The focus now seems to be on prudent financial transactions, a far cry from the complicated financial engineering of the past. Fund managers are now seeking out companies with a high intrinsic value, before even attempting to turn them around. Such a strategy is aimed at launching a second IPO, the most lucrative outcome of a private equity deal.
Therefore, deals are evaluated with an increasing focus on operational feasibility. This is why propositions such as Best Buy Co., Inc. (BBY - Analyst Report) are viewed with skepticism by fund managers. The major concern in this case is that the company operates in a dying industry and a turnaround would be highly risky.

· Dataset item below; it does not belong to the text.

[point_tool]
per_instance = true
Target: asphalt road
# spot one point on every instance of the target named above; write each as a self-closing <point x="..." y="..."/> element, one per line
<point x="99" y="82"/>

It’s not that the entire industry has reoriented itself towards a low risk, conservative approach. Speaking at the SuperReturn conference, Howard Marks, Chairman of Oaktree Capital, said the slow recovery in both Europe and the U.S. has meant investors are moving towards riskier propositions in the quest for higher returns. Marks said the ratio of debt on leveraged buyouts is moving towards “pre-crisis highs.”
However, even in such a scenario, the U.S. is being preferred over Europe. This is primarily due to robust earnings growth from companies, a shale gas-fueled boom and a higher number of deals. But overall, it is the emphasis on bargain hunting and improving a company’s operational efficiency which has made the U.S. a standout destination for private equity. And the trend looks set to continue.